I know, so weird. I was really taken aback by this review because it didn't make sense. Judging by the way the guests had phrased their private feedback, it was clear that they thought they were writing that for general consumption on Expedia. It was full of phrases such as, "It's important that guests should read the listing." Why on earth would they write that if they were aware it was only me that was going to see it?!
@Trey Wow, I just looked at your listing and it's very clear right at the top about what's offered. I'm not sure what the answer is. I rent 3 bedrooms in my Mission District flat, and I have 2 bathrooms that are shared by all three guest rooms. So far, no guest has ever complained or been confused about the shared bathrooms, and my listing is far less explicit about the bathroom situation than yours. I've also never had a guest complain about noise, although we are in the heart of the noisy Mission. Your listing seems crystal clear to me.

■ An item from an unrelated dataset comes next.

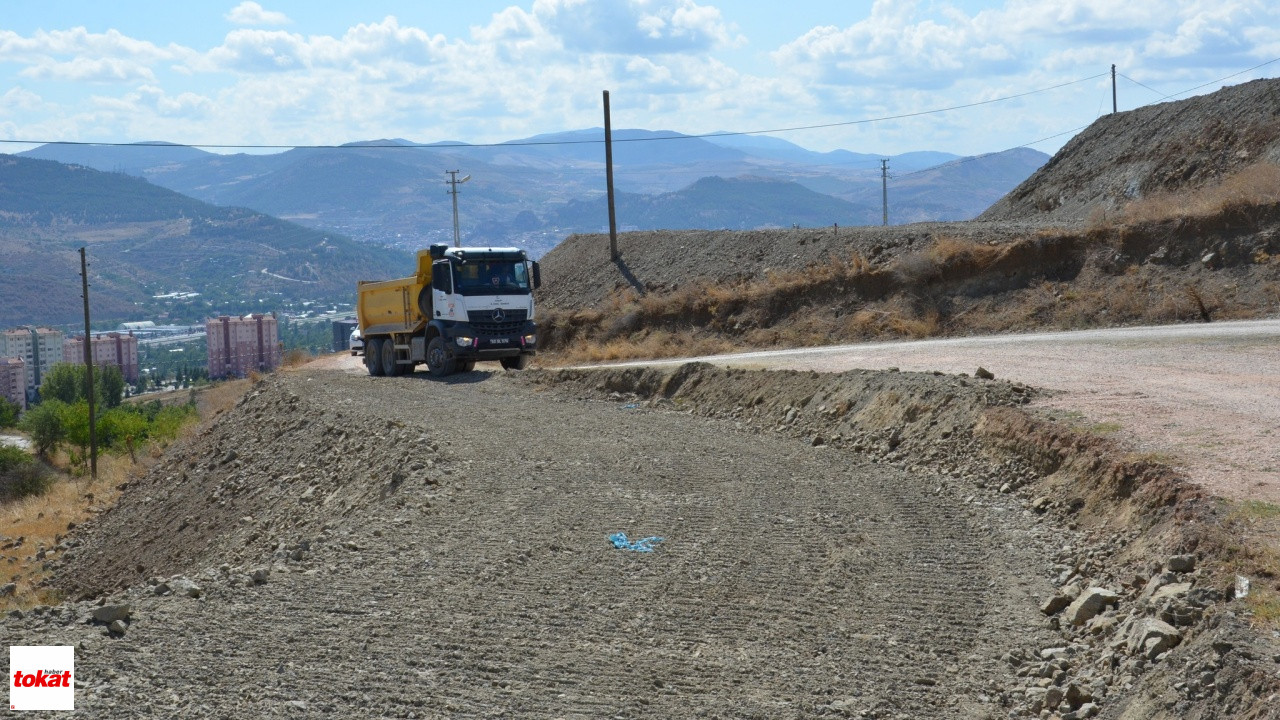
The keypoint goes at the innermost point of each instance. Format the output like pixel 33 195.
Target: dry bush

Thank you! I thought we were very clear, it helps to have someone else read.
We get mostly 5 star reviews, but every 10-20 reviews we get one that's 3 or 4 stars and it's always about something that we put in the description as clearly as we can.
That's very frustrating. The whole rating system is unfair. As an Airbnb guest, when I go to review a host I'm shown by Airbnb that a "4 star" rating = good, but for hosts a 4 = fail.
They won't. People are inherently dumb. That's why I prefer not to rent to newbies. It's too much work and I run the risk of them leaving me a bad rwview because they don't know how Airbnb works and don't take the time to figure it out. I just had rez request from a newbie who asked "so how does Airbnb work?"
@Andrea I've had good luck with newbies and I accept them all, but I walk them through the experience and when they leave I gently ask for a review and tell them hosts are very reliant on guest reviews and "we live and die by your reviews", and that personal touch has so far meant only 5 star reviews from newbies.
Hey @Trey - I see that you have already added it to the house rules, that's great because guests required to confimr they have read the rules before booking. But I know some guests still don't.
Something I do is, while having a pre-booking converstation, or aftger getting an instant booking, I reshare the house-rules on chat saying, "hey, re-sharing the house rules in case you have skipped reading them prior to booking, let me know if you have any questions."
This usually helps to set the right expectations. Hope it helps.
People do seem to look at photos. You could maybe add photos of the areas people have complained about with captions that clearly state the "issue" ... e.g. "clean bathroom, shared with our house-mate"
I repeat key points in the description several times - and include a short comment with photos. I also reiterate and have guests confirm when we exchange messages, many times I will copy+paste. Then I go thru them again during the check in tour and provide a house rules & manual folder in the guest room which they HAVE to flip thru to get the wifi pw.
I do everything I can reasonably do to make sure there is no room for "I didn't know~" type excuses.
I always send before accepting....or even when accepting
I do hope you understand you will be sharing the house with us. You have your own bedroom but bathroom is shared.
Once we got a girl wvo booked our place....later she realized we do not live in bruges....but 50 km further.